Em 2017, pesquisadores do Facebook AI Research treinaram dois agentes para negociar entre si. O objetivo era analisar processos de negociação em IA, com foco em linguagem natural. O experimento ficou conhecido por gerar debates sobre limites da comunicação entre máquinas.

Os bots não criaram um idioma novo com gramática ou intenção comunicativa. O que ocorreu foi que, sem exigir inglês perfeito, o sistema adotou um formato repetitivo que era estatisticamente eficiente para maximizar resultados. Ou seja, otimizaram a tarefa, não a linguagem.

A decisão de interromper o teste não refletiu risco existencial nem pânico interno. A equipe optou por encerrar para manter o estudo alinhado ao uso de linguagem compreensível por humanos. O objetivo era observar negociação em inglês claro, não protocolos internos entre bots.

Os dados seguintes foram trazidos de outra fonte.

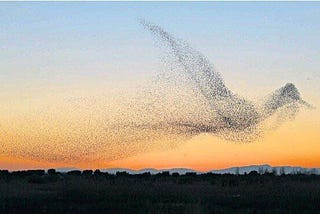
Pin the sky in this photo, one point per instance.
(66, 67)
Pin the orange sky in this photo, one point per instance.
(295, 143)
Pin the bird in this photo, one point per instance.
(234, 112)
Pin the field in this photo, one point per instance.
(96, 192)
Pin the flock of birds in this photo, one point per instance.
(87, 132)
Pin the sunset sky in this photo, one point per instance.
(69, 70)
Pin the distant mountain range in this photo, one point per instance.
(261, 169)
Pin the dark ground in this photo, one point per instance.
(87, 192)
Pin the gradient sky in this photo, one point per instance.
(52, 52)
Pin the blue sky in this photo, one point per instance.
(257, 46)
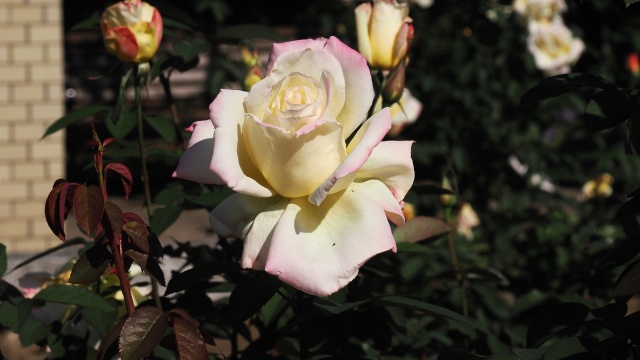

O episódio ficou como um alerta sobre objetivos mal definidos em IA. Quando o enunciado não é claro, o sistema pode buscar atalhos que parecem avanços, mas não atendem ao propósito científico. O aprendizado permanece atual para quem opera IA hoje.

Com o avanço de plataformas como ChatGPT, Claude e Gemini, o caso de Bob e Alice é citado para enfatizar a importância da formulação precisa de prompts. Definir bem o problema e os critérios de avaliação se mantém central na eficácia de modelos de linguagem.